IUCN: VU (Vulnerable)

This small ground-dwelling bird is endemic to East Java and finds its food of insects and grains by turning over leaf litter on the forest floor. The male will construct a dome-shaped nest for the female to lay her eggs. A bonded pair will duet call which reinforces their bond and territory claims. PCBA holds the only ex-situ conservation breeding population.

Javan green peafowl

Pavo muticus muticus

IUCN: EN (Endangered) assessed as species

Whilst the green peafowl is found throughout South-East Asia, PCBA houses the Javan subspecies in its Galliformes unit. These iconic birds have loud calls and a dazzling feather display that the male uses to court the female. This peafowl declines rapidly in the wild and suffers greatly from population fragmentation due to habitat conversion and high hunting pressure.

Great argus pheasant

Argusianus argus

IUCN: VU (Vulnerable)

The male great argus is one of the largest of all the pheasants and can measure up to two metres in length, including its long tail feathers which it uses in an impressive dance to court females. The female will lay two eggs in a nest constructed on the ground. They are found in Sumatra, Borneo and the Malay Peninsula. However, the great argus faces the threats of hunting and habitat loss throughout its distribution range.

Malay crestless fireback

Lophura erythrophthalma

IUCN: CR (Critically Endangered)

Found in Sumatra and Peninsular Malaysia, this species has been heavily impacted by habitat loss of its preferred lowland forest, as well as by hunting, to such a point that they are believed to have declined by 80% in the past two decades. They are viewed as a high-priority species for conservation action. PCBA has an aviary complex dedicated to fireback pheasants.

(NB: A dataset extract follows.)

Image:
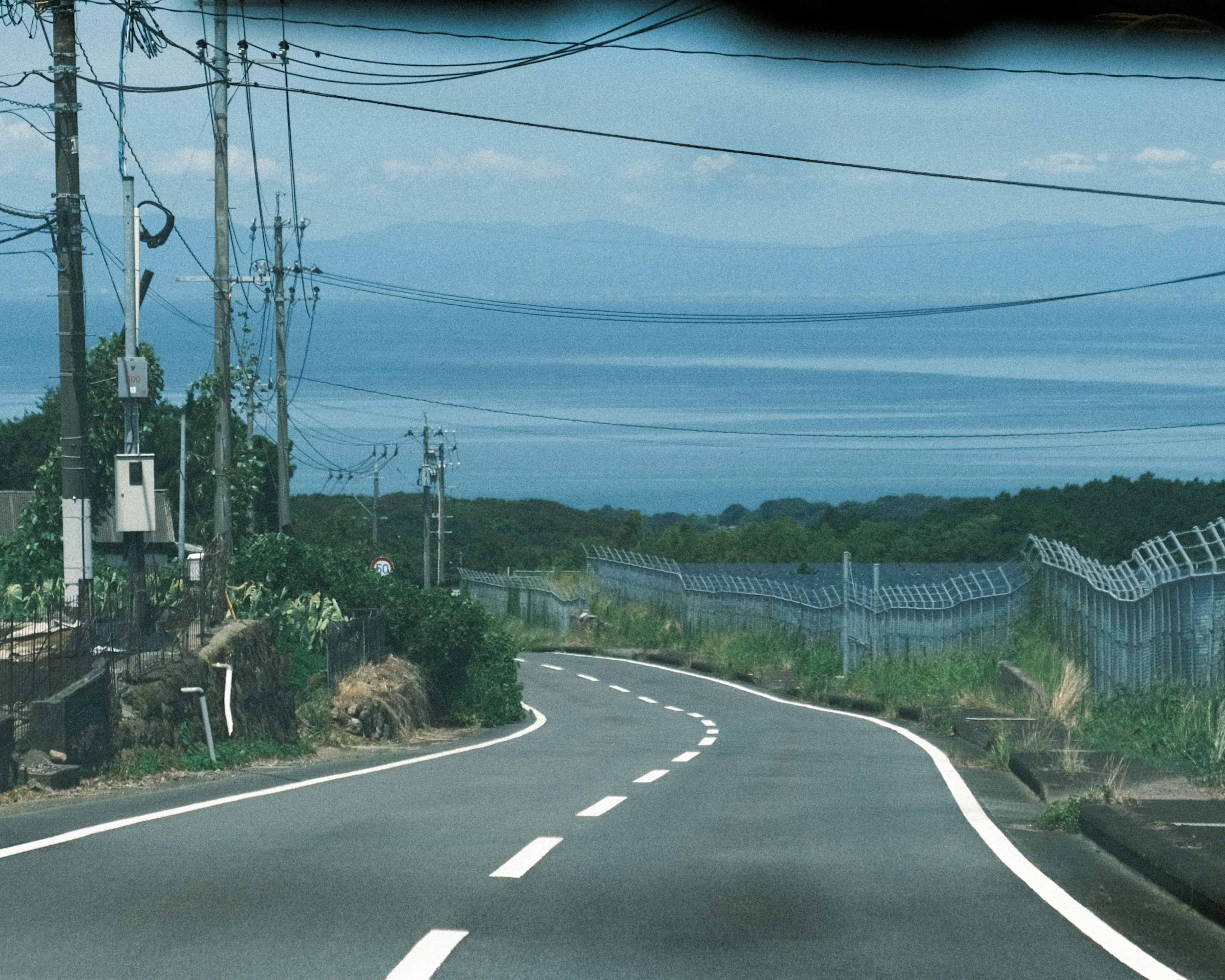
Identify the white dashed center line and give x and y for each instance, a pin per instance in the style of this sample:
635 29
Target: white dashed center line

Bornean crestless fireback

Lophura pyronota

IUCN: EN (Endangered)

Endemic to Borneo, this species was formally viewed as conspecific with the Malay crestless fireback, however plumage on the males is markedly different and is now accepted as a separate species. Preferring lowland forests, a habitat in rapid decline in the area, their conservation is of importance. PCBA has an aviary complex dedicated to fireback pheasants.